Wednesday 2 September 2015

Le droit à l'oubli?

Le droit à l’oubli, c’est la forme la plus brutale de terminer un lien entre un collecteur de données et un propriétaire de données : zéro ou 1. La mise à zéro des données détenues.
Pourtant il en restera toujours quelque chose...
Le ricochet, le rebond, le reflet, l'un des trajets multiples, sans compter les tensions émotives qui peuvent se produire autour du "c'est mon mien, c'est pas-t-à-toi, et na".

Voici le protocole de ce dialogue, avec une variante énervée pour finir:
-je t'ai donné un accès
-maintenant je te le reprends
-tu as pu jouer avec mon auto miniature, mais c'est fini, je la re-veux.
-tu ne veux pas me le rendre? Je ne veux plus que tu joues avec. Je vais te le casser ce jouet.

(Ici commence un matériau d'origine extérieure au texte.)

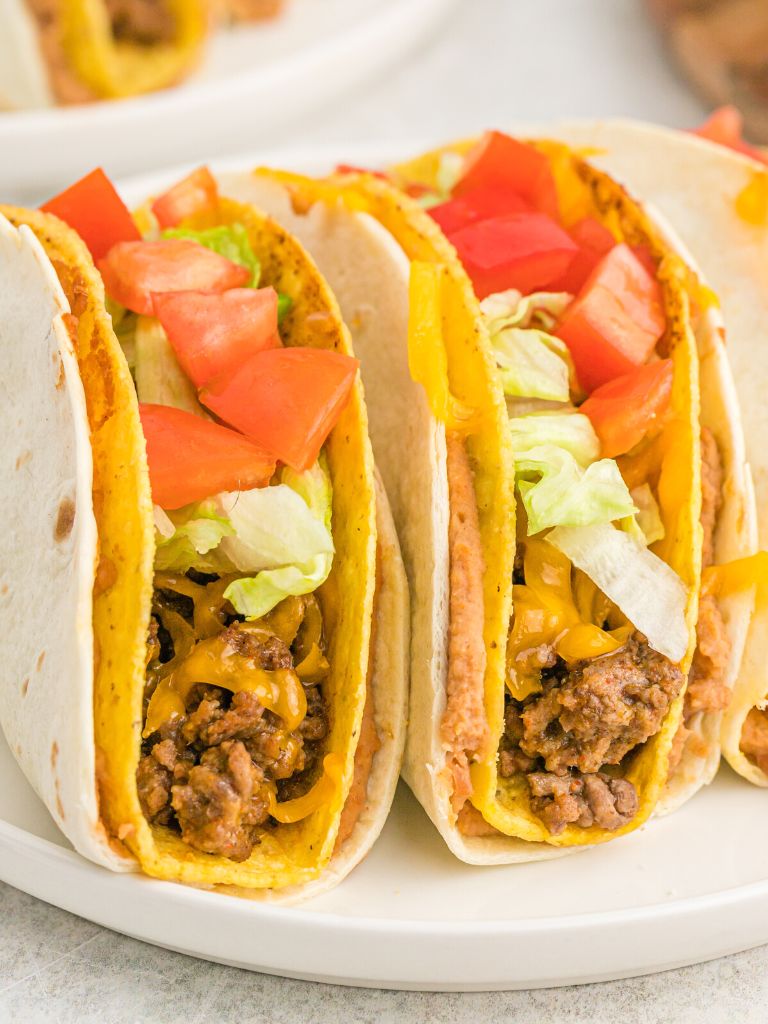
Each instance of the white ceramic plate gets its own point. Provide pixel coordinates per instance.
(254, 79)
(681, 890)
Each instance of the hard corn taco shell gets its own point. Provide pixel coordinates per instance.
(73, 707)
(74, 51)
(365, 236)
(717, 202)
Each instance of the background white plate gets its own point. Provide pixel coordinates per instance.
(681, 890)
(254, 79)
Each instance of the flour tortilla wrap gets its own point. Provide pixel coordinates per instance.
(364, 236)
(75, 51)
(716, 201)
(77, 578)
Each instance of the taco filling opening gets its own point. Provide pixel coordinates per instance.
(236, 712)
(585, 341)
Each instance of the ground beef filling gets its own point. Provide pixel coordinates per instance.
(586, 717)
(212, 773)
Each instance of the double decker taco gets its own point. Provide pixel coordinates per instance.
(555, 421)
(208, 676)
(717, 200)
(76, 51)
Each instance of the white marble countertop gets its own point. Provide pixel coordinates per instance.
(497, 61)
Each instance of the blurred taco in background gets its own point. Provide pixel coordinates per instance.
(555, 482)
(717, 201)
(77, 51)
(210, 610)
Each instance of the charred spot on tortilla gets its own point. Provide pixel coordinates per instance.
(65, 519)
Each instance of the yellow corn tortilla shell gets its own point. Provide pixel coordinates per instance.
(712, 197)
(364, 235)
(291, 854)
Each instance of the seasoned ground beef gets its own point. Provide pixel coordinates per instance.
(143, 22)
(587, 717)
(583, 800)
(598, 711)
(213, 772)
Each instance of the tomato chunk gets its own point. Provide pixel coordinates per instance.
(93, 208)
(625, 410)
(198, 193)
(213, 334)
(192, 459)
(616, 318)
(519, 250)
(594, 241)
(287, 399)
(502, 161)
(479, 204)
(133, 271)
(725, 126)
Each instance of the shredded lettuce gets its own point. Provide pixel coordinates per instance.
(649, 593)
(281, 534)
(569, 430)
(229, 241)
(557, 492)
(512, 308)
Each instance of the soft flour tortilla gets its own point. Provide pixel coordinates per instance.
(369, 272)
(700, 188)
(110, 571)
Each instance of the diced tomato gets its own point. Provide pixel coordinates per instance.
(190, 458)
(594, 241)
(724, 126)
(519, 250)
(480, 204)
(198, 193)
(503, 161)
(625, 410)
(93, 208)
(287, 399)
(351, 169)
(213, 334)
(614, 322)
(133, 271)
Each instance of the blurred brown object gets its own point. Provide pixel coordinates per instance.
(722, 46)
(252, 10)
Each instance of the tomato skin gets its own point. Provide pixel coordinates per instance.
(190, 458)
(525, 251)
(626, 409)
(614, 322)
(96, 212)
(500, 160)
(213, 334)
(594, 241)
(725, 126)
(287, 399)
(133, 271)
(198, 193)
(479, 204)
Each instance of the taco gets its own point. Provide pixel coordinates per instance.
(208, 674)
(554, 482)
(77, 51)
(725, 213)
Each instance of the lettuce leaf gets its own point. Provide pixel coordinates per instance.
(281, 534)
(229, 241)
(557, 492)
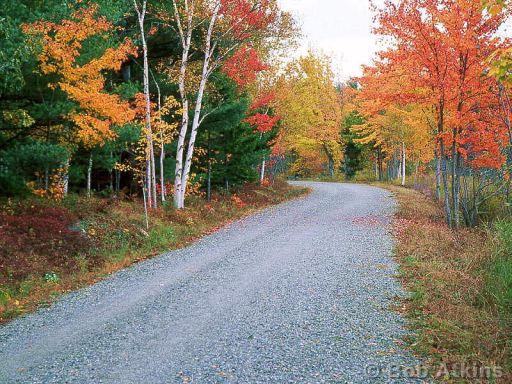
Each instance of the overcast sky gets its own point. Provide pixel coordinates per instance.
(340, 28)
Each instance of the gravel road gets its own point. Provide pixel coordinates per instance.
(299, 293)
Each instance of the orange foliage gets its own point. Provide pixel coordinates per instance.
(438, 60)
(84, 83)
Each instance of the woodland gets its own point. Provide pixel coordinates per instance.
(145, 120)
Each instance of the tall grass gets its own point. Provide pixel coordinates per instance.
(499, 278)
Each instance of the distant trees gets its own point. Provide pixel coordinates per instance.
(437, 72)
(117, 92)
(310, 110)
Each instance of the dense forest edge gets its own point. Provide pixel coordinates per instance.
(129, 128)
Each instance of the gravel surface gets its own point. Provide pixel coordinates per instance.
(299, 293)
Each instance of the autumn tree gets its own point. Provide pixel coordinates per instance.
(440, 49)
(310, 111)
(82, 79)
(223, 28)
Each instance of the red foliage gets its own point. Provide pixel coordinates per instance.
(38, 240)
(262, 122)
(263, 101)
(243, 66)
(245, 16)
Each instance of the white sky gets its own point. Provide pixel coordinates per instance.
(340, 28)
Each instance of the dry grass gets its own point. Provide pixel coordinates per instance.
(113, 239)
(451, 311)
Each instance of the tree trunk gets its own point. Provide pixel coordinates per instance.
(198, 107)
(65, 181)
(444, 171)
(150, 153)
(89, 175)
(209, 177)
(186, 39)
(403, 165)
(438, 173)
(262, 171)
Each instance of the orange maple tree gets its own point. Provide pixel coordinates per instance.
(84, 83)
(438, 58)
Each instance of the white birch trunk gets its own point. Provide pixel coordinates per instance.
(403, 165)
(65, 181)
(262, 174)
(186, 39)
(89, 176)
(198, 107)
(150, 163)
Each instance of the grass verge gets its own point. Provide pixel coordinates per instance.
(460, 284)
(48, 248)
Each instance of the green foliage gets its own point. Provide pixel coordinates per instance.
(28, 162)
(232, 147)
(499, 274)
(353, 160)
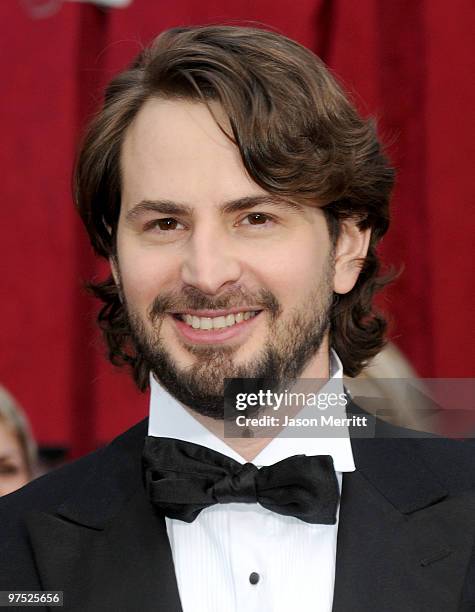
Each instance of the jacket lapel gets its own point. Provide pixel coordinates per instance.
(111, 549)
(403, 543)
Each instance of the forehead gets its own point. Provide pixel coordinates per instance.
(175, 150)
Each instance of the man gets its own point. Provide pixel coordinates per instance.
(239, 199)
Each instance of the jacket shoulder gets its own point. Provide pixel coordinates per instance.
(46, 493)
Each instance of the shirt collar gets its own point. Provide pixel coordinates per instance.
(168, 419)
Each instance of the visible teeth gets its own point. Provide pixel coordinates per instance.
(217, 322)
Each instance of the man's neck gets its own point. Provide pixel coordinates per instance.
(250, 447)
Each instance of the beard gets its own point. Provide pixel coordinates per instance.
(291, 343)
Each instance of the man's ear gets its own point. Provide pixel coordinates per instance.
(351, 247)
(115, 269)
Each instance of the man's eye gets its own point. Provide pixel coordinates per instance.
(256, 219)
(164, 225)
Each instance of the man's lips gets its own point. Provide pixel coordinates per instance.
(214, 336)
(214, 313)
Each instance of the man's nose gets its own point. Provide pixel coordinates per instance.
(211, 261)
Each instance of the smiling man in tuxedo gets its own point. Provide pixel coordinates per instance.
(239, 199)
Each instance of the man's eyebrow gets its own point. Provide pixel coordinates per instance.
(168, 207)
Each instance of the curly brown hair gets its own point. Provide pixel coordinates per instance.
(298, 134)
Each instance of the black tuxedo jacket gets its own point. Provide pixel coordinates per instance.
(405, 536)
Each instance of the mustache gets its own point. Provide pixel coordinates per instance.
(193, 299)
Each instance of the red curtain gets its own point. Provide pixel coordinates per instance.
(406, 62)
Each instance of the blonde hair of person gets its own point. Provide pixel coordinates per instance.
(13, 416)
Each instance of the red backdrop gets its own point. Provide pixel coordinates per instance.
(408, 64)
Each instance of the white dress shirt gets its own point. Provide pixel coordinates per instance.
(214, 557)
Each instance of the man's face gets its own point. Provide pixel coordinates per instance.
(219, 279)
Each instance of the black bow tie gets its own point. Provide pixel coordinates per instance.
(184, 478)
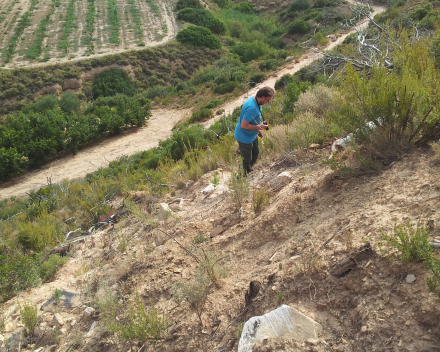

Une relation graduelle avec un prix p mis sur les données auquelles on vend l'accès, ce serait plus dans la philosophie du tâtonnement de Walras, vers un optimum de Pareto, offre-demande en relation équilibrée. On passe d’un paramètre de réglage de la relation qui est booleien (vaut 0 ou 1), à un paramètre d’ajustement p qui est un nombre réel, flottant vers une valeur d’équilibre qui peut varier.


Le couplage lagrangien d’un prix de marché p c’est plus stable que le booleien du quitte ou double, à prendre ou à laisser.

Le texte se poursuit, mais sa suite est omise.